I had a production issue last month. The monitoring team dumped 200MB of application logs in .json format. Each log entry looked like this:

{"timestamp":"2026-06-04T10:23:11Z","level":"ERROR","service":"auth","message":"Token validation failed","userId":"u_38492","metadata":{"ip":"192.168.1.10","attempt":3}}

My task: extract every failed login attempt by userId, count attempts per user, and output a CSV. Manually? No way. Let me walk through the extraction and transformation techniques I used — and how you can do the same without writing complex scripts.

Method 1: jq for Command-Line Extraction

The Swiss Army knife for JSON processing is jq. It's a command-line tool that filters, transforms, and reshapes JSON data. If you work with JSON files regularly, install it now.

# Install
brew install jq        # macOS
apt install jq          # Linux
choco install jq        # Windows

Extract specific fields from an array of objects:

cat logs.json | jq '{timestamp, level, message}'

Filter by condition:

# Get only ERROR level entries
cat logs.json | jq 'select(.level == "ERROR")'

# Get failed auth attempts only
cat logs.json | jq 'select(.service == "auth" and .level == "ERROR")'

Transform into a different structure:

cat logs.json | jq '{time: .timestamp, user: .userId, msg: .message}'

Group and count:

cat logs.json | jq -s 'group_by(.userId) | map({userId: .[0].userId, count: length})'

The -s flag (slurp) reads the entire input into an array, then groups by userId and counts.

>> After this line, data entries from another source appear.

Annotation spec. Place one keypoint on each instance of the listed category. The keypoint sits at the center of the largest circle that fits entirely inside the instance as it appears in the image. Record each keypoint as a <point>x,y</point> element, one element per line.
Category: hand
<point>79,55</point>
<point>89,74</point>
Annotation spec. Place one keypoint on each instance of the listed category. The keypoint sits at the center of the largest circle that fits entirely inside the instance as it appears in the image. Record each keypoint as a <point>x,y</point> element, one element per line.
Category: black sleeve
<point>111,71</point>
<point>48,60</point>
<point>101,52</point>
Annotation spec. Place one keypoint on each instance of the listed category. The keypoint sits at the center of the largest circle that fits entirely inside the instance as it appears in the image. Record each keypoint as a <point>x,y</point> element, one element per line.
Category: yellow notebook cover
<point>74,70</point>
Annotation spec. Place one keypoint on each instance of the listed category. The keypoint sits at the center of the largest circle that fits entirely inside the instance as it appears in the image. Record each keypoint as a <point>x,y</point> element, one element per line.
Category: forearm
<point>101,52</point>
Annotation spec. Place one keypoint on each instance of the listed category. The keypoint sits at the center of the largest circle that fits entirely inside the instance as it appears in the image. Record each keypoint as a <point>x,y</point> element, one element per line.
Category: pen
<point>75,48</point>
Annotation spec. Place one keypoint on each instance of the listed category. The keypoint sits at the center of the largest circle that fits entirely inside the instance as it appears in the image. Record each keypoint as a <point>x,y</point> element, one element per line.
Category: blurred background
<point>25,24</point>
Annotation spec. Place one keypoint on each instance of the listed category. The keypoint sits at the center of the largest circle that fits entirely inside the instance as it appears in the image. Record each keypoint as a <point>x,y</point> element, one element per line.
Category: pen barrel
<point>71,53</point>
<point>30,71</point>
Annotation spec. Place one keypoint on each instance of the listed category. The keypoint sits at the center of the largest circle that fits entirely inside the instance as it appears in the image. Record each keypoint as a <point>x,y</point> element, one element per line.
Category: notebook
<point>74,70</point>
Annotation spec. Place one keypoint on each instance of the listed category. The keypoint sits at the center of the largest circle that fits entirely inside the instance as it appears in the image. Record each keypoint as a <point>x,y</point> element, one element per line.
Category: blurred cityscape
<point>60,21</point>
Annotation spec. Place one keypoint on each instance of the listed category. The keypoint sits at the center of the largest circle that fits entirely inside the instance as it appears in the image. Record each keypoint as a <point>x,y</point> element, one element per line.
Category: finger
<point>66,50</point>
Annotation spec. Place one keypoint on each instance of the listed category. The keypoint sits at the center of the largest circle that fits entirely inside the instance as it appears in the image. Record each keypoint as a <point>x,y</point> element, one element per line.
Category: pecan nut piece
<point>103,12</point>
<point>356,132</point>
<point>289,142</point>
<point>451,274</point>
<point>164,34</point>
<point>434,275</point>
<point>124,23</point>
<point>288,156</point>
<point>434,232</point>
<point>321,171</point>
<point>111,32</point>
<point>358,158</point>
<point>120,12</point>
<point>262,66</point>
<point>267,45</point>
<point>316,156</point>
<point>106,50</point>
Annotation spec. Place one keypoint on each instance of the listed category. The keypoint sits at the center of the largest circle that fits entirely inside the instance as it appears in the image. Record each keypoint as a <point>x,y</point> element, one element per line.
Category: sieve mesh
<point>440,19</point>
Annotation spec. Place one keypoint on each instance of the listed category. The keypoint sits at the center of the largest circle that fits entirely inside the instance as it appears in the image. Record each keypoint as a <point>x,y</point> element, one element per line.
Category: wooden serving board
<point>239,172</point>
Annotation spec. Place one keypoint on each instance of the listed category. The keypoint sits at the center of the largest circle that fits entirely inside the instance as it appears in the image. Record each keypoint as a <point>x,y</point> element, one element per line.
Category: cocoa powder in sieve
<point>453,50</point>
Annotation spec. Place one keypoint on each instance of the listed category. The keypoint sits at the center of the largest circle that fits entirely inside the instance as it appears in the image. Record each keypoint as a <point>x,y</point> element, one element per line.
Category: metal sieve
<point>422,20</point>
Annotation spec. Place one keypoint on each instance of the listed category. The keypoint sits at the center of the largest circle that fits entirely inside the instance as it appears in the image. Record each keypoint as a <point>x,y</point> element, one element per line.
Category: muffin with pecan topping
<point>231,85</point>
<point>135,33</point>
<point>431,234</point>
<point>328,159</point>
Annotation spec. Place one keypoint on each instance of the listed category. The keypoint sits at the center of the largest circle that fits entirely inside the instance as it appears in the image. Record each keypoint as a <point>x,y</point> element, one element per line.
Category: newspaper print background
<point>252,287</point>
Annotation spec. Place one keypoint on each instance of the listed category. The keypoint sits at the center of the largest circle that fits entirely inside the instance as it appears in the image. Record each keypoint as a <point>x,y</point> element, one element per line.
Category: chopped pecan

Method 2: Extract from Deeply Nested JSON

Not all JSON is flat. Sometimes you're dealing with nested structures like API responses:

{
  "status": "ok",
  "data": {
    "products": [
      {
        "id": "p1",
        "details": {
          "name": "Wireless Mouse",
          "specs": {
            "connectivity": "Bluetooth",
            "battery": "AA"
          }
        },
        "pricing": {
          "current": 29.99,
          "original": 39.99
        }
      }
    ]
  }
}

To extract product names and prices from this:

cat products.json | jq '.data.products[] | {name: .details.name, price: .pricing.current}'

Output:

{"name":"Wireless Mouse","price":29.99}

You can output this as CSV directly:

cat products.json | jq -r '.data.products[] | [.details.name, .pricing.current] | @csv'

"Wireless Mouse",29.99

Method 3: Extract from Log Files (.log, .txt, .json)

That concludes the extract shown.